L'assassinat
L'enquête
Dès les premières heures, l’enquête est malmenée : personne ne juge utile de sécuriser les lieux. Le parking rouvre le lendemain matin. On n’a jamais retrouvé la balle qui a tué Jo Wybran. Un article du quotidien La Dernière Heure, au surlendemain de l’assassinat, signé par le jeune journaliste Gilbert Dupont, fustige l’amateurisme qui prévaut à la conduite de l’enquête.
Un ambulancier témoigne anonymement avoir vu rôder trois individus suspects dans les parages quelques jours auparavant et déclare à la police avoir reconnu l’un d’eux, « l’homme à la barbe » dans le cortège funèbre de Joseph Wybran, en regardant le journal télévisé. « La photo ne sera jamais diffusée », se souvient Emmy Wybran, « les enquêteurs ne l’ont présentée qu’à moi seule. Je n’ai pu identifier cet homme. Ce n’était pas une connaissance. »

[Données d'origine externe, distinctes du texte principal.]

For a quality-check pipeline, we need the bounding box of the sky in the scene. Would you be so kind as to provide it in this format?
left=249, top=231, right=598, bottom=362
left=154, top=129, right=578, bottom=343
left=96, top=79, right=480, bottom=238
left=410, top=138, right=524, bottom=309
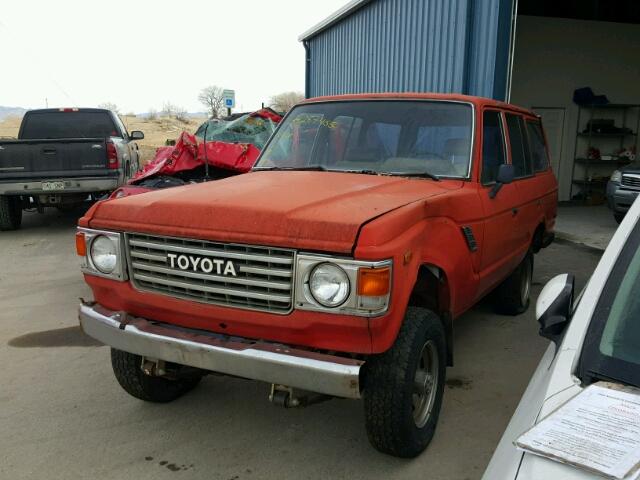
left=0, top=0, right=347, bottom=113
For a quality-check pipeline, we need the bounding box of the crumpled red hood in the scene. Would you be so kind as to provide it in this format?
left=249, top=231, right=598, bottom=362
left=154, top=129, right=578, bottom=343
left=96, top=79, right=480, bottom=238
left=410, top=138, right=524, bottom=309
left=81, top=171, right=460, bottom=253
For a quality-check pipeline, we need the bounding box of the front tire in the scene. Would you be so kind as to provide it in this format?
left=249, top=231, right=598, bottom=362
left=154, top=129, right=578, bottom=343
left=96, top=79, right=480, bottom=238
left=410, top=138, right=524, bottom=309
left=0, top=195, right=22, bottom=231
left=111, top=348, right=202, bottom=403
left=364, top=307, right=446, bottom=458
left=493, top=252, right=533, bottom=315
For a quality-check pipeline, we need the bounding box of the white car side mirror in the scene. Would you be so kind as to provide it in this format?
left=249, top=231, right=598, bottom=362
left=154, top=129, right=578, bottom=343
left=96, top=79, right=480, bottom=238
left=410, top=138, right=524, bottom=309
left=536, top=273, right=575, bottom=343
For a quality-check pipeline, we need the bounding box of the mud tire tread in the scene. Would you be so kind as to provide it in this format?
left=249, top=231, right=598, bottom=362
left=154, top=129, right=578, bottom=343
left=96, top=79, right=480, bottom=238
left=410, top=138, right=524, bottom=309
left=363, top=307, right=446, bottom=458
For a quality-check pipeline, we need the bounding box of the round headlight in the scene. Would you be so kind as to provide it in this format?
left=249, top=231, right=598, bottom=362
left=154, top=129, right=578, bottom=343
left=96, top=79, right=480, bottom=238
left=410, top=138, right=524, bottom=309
left=611, top=170, right=622, bottom=183
left=309, top=263, right=349, bottom=307
left=91, top=235, right=118, bottom=273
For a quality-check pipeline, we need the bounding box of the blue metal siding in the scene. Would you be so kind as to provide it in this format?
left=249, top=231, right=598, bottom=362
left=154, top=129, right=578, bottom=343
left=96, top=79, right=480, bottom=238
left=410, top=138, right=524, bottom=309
left=308, top=0, right=512, bottom=97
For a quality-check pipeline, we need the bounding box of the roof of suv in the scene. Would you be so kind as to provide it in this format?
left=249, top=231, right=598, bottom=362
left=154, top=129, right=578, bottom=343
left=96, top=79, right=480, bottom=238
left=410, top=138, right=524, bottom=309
left=26, top=107, right=111, bottom=113
left=301, top=92, right=535, bottom=116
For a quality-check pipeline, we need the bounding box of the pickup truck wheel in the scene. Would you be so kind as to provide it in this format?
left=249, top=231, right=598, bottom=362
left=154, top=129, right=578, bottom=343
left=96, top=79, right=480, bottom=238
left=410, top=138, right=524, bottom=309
left=0, top=195, right=22, bottom=230
left=111, top=348, right=202, bottom=403
left=363, top=307, right=446, bottom=458
left=493, top=252, right=533, bottom=315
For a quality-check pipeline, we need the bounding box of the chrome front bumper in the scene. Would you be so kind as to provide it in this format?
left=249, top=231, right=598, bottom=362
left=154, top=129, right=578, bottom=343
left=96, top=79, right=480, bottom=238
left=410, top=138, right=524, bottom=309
left=79, top=303, right=364, bottom=398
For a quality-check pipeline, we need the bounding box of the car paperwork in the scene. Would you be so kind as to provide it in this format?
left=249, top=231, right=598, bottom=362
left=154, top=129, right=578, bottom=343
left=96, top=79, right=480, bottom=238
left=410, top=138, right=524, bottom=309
left=514, top=382, right=640, bottom=480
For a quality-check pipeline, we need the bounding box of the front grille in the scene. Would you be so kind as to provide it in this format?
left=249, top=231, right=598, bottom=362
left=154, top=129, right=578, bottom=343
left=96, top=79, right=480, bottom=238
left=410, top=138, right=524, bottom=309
left=622, top=175, right=640, bottom=188
left=125, top=233, right=295, bottom=314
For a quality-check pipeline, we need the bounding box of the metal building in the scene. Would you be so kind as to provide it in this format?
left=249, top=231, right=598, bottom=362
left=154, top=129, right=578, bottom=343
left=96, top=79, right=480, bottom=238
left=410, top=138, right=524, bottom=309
left=300, top=0, right=514, bottom=100
left=300, top=0, right=640, bottom=204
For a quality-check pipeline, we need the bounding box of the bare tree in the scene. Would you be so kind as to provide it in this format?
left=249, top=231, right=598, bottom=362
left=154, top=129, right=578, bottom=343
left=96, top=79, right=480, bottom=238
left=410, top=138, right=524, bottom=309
left=269, top=92, right=304, bottom=112
left=198, top=85, right=226, bottom=118
left=160, top=102, right=180, bottom=117
left=98, top=102, right=120, bottom=114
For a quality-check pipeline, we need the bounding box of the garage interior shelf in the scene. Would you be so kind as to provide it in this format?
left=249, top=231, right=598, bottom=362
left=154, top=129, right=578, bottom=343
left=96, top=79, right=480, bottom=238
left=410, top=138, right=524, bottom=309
left=570, top=103, right=640, bottom=204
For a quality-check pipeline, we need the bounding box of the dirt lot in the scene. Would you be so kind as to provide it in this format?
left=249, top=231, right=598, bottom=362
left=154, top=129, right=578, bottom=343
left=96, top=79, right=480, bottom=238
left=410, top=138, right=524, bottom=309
left=0, top=210, right=598, bottom=480
left=0, top=115, right=205, bottom=164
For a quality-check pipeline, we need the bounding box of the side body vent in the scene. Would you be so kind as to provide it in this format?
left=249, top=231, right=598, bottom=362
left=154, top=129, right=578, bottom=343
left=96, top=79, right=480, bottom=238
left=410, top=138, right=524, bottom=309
left=462, top=226, right=478, bottom=252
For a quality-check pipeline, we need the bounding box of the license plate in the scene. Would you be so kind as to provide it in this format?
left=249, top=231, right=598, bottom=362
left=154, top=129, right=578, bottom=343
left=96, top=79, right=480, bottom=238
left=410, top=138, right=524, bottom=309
left=42, top=182, right=64, bottom=190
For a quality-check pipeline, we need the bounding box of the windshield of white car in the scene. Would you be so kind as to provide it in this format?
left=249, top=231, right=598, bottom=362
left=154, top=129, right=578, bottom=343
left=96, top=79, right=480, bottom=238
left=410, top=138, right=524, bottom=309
left=254, top=100, right=473, bottom=179
left=580, top=224, right=640, bottom=387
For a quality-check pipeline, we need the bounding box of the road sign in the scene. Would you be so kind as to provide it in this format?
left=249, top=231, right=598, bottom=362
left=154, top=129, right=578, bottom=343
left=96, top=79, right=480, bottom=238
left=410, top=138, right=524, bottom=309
left=222, top=90, right=236, bottom=108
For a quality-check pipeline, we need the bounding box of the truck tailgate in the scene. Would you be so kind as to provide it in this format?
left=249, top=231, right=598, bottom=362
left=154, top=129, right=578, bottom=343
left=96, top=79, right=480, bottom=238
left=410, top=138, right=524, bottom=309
left=0, top=138, right=113, bottom=180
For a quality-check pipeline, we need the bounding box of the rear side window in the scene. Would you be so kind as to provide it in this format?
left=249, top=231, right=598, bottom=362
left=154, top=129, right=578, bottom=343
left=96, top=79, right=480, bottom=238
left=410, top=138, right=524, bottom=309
left=526, top=121, right=549, bottom=172
left=20, top=112, right=122, bottom=140
left=506, top=113, right=533, bottom=178
left=481, top=110, right=505, bottom=184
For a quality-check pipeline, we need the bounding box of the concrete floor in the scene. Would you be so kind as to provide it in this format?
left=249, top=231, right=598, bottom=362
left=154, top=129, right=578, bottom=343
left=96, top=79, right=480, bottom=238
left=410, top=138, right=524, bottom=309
left=0, top=211, right=598, bottom=480
left=556, top=205, right=618, bottom=251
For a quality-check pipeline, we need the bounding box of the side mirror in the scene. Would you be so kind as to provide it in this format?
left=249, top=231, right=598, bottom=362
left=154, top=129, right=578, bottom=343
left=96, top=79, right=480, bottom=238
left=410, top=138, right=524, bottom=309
left=536, top=273, right=575, bottom=344
left=489, top=163, right=516, bottom=198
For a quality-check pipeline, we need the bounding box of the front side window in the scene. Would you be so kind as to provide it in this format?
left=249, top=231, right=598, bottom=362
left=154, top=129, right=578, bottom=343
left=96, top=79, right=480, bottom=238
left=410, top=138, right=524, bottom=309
left=526, top=120, right=549, bottom=172
left=506, top=113, right=533, bottom=178
left=580, top=224, right=640, bottom=387
left=255, top=100, right=473, bottom=178
left=481, top=110, right=505, bottom=184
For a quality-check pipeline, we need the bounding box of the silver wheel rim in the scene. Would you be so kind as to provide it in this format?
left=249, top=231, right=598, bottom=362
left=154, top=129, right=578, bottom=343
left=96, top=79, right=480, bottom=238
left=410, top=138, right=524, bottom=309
left=520, top=261, right=532, bottom=306
left=411, top=340, right=438, bottom=428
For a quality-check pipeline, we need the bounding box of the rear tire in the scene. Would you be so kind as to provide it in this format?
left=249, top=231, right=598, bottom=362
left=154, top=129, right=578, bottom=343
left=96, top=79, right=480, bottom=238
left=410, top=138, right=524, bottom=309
left=111, top=348, right=202, bottom=403
left=363, top=307, right=447, bottom=458
left=493, top=252, right=533, bottom=315
left=0, top=195, right=22, bottom=231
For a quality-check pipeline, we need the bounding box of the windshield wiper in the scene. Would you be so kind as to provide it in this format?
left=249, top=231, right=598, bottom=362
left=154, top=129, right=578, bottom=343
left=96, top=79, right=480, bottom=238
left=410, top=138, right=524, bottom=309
left=587, top=369, right=639, bottom=387
left=393, top=172, right=440, bottom=182
left=336, top=170, right=440, bottom=182
left=253, top=165, right=331, bottom=172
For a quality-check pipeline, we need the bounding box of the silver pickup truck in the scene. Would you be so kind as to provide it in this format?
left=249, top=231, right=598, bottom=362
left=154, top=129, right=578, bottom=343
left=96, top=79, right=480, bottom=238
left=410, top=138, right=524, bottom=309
left=0, top=108, right=144, bottom=230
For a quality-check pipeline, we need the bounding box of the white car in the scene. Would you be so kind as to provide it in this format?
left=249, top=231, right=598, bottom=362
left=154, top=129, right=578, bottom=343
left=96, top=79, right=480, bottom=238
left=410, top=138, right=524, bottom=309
left=482, top=197, right=640, bottom=480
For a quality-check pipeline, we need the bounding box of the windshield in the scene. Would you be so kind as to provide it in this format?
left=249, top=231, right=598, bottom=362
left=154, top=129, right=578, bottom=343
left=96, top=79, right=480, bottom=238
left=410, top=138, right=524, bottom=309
left=20, top=112, right=122, bottom=140
left=195, top=114, right=277, bottom=149
left=580, top=220, right=640, bottom=387
left=255, top=100, right=473, bottom=178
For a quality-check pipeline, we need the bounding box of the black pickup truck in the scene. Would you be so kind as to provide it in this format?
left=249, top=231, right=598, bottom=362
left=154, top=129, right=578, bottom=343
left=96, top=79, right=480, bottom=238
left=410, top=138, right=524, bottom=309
left=0, top=108, right=144, bottom=230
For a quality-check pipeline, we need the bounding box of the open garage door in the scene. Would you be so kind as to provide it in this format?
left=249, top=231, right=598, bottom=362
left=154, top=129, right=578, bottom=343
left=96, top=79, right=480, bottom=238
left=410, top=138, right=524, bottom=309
left=507, top=0, right=640, bottom=204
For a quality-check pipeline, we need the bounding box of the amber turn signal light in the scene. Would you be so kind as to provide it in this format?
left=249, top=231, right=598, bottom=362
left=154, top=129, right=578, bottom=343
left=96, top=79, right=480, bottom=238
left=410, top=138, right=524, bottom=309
left=76, top=232, right=87, bottom=257
left=358, top=267, right=391, bottom=297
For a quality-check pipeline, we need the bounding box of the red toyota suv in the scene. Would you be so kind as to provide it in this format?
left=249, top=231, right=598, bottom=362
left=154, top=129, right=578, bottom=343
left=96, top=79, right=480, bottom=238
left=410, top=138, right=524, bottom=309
left=76, top=94, right=557, bottom=457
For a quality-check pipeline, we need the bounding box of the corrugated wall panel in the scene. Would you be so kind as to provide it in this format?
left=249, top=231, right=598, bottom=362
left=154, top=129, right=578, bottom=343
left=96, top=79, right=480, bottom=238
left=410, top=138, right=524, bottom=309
left=309, top=0, right=471, bottom=96
left=308, top=0, right=513, bottom=100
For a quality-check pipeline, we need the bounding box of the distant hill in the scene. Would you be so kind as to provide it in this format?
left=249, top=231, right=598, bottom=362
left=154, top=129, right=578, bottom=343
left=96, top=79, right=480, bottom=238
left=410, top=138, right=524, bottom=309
left=0, top=105, right=27, bottom=120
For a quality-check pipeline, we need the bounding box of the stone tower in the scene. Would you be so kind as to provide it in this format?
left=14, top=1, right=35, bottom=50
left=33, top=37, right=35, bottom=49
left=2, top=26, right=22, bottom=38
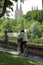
left=15, top=0, right=23, bottom=18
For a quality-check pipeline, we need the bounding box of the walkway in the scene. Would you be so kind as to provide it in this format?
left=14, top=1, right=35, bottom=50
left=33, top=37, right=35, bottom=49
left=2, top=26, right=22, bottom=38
left=0, top=47, right=43, bottom=62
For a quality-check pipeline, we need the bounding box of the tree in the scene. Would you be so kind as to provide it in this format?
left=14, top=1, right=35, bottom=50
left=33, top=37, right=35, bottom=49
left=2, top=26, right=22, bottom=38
left=0, top=0, right=23, bottom=18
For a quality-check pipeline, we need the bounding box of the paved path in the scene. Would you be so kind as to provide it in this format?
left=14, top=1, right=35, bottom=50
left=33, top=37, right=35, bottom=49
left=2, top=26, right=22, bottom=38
left=0, top=47, right=43, bottom=62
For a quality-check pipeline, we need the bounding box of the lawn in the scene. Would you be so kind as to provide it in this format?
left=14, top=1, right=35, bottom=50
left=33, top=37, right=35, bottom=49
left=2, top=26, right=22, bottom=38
left=0, top=51, right=43, bottom=65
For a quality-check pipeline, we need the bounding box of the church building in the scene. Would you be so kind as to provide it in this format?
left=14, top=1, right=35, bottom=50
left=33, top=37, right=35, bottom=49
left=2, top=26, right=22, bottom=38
left=5, top=0, right=43, bottom=19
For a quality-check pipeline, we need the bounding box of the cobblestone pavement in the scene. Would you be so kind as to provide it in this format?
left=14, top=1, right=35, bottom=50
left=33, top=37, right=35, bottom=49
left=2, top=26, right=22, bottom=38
left=0, top=47, right=43, bottom=62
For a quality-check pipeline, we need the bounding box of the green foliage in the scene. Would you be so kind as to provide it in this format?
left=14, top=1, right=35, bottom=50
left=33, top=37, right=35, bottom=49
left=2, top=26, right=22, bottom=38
left=23, top=10, right=43, bottom=23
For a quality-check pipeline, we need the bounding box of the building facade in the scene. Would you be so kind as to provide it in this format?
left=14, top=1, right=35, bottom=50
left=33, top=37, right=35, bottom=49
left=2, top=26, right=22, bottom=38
left=5, top=0, right=43, bottom=19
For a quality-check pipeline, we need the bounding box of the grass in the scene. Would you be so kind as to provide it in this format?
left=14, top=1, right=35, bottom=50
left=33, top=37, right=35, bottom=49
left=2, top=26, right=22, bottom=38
left=0, top=51, right=43, bottom=65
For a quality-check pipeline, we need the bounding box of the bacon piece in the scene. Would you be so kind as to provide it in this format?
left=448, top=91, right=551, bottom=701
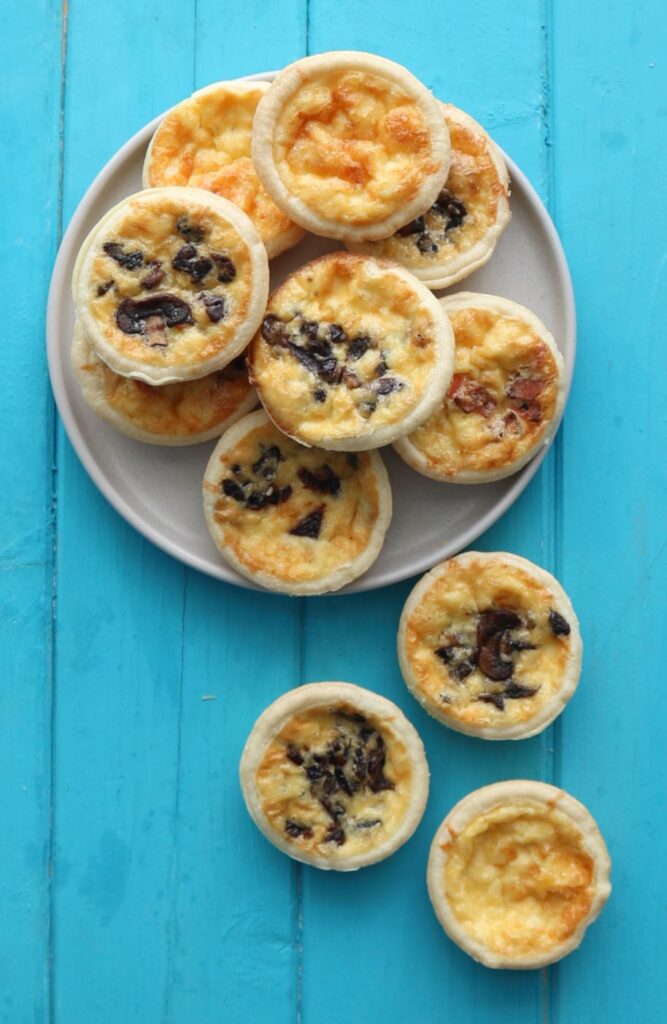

Témoignage de Jacques Brotchi, jamais recueilli par les enquêteurs
L’ombre d’Abou Nidal
Le jeudi 5 octobre, une mystérieuse organisation, Jund al-Haaq (les Soldats du Droit), revendique l’attentat depuis Beyrouth. Les services antiterroristes belges reconnaissent cette signature : Jund al-Haaq est l’un des nombreux noms d’emprunt utilisés par le Conseil révolutionnaire du Fatah, l’organisation d’Abou Nidal, le « Père de la lutte » en arabe. Ces « Soldats du Droit » se sont fait connaître pour la première fois le 18 décembre 1988, en revendiquant l’enlèvement du docteur belge Jan Cools au Liban, puis, plus tard, la prise d’otage de la famille franco-belge Houtekins-Kets. Le 31 mars 1989, l’organisation avait reconnu être responsable de l’assassinat d’Abdullah Al Adhal, l’imam de la Grande Mosquée de Bruxelles, et de son bibliothécaire. Avant cela, elle avait également commis une série d’autres actes anti-juifs – tel l’incendie d’un cercle juif à Copenhague – et des attentats en Thaïlande et au Pakistan, contre des diplomates saoudiens.
Le mode opératoire de l’assassinat de Joseph Wybran est sans équivoque : tous les spécialistes de l’anti-terrorisme sont unanimes pour conclure qu’il a été la victime d’un tueur entraîné et bien informé de l’emploi du temps du médecin. Les experts de la gendarmerie reconnaissent les traits propres à l’attentat terroriste international, incluant un soutien logistique pour permettre la fuite et fournir une planque à l’assassin. Une fois l’attaque qualifiée, les services de sécurité, de police, de gendarmerie et de renseignement se lancent dans l’enquête, chacun suivant sa voie, sans beaucoup de concertation.
Deux mois après l’assassinat, le lundi 11 décembre 1989, en Israël, Kenneth Kaplan, journaliste au Jerusalem Post révélait, selon « des sources bien informées » (le Mossad, NDLA) que le Docteur Wybran avait été assassiné par le groupe Abou Nidal, pour venger l’enlèvement de Cheikh Abdel Karim Obeid et perpétré sous la pression iranienne du Hezbollah, le « Parti de Dieu ». Selon le journaliste, les assassins appartiendraient à la cellule Abou el Eid, du nom d’un des combattants d’Abou Nidal, tué dans des affrontements entre Palestiniens, au Liban. Le Parquet fédéral d’une part, le Groupe interforces antiterroristes (GIA) d’autre part, surpris d’apprendre ces informations spectaculaires qui font d’Abou Nidal le premier suspect de l’assassinat de Jo Wybran par voie de presse, affirment ne pas négliger cette piste. Pour constater finalement que l’enquête n’a jamais pu donner un début de consistance à cette thèse.
Malgré les liens entre l’affaire de la Grande Mosquée et celle du docteur Wybran, qui procèdent d’un modus operandi identique et d’une balistique comparable, l’enquête autour de cette piste principale tourne rapidement en rond. Toutes les autres pistes sont alors envisagées – vengeance, crime passionnel, règlement de compte dans une affaire de vol de tableaux, et même l’éventualité que Wybran ait été un agent du Mossad … – mais elles sont tout aussi rapidement abandonnées. Les années passent et l’enquête stagne.
Dix-sept ans plus tard, en janvier 2006, un assistant-procureur, Bernard Michielsen, tente de relancer l’affaire en exhumant notamment le portrait-robot pour une recherche de témoins. Sans succès : le dossier retrouve sa place au placard…pour deux années encore.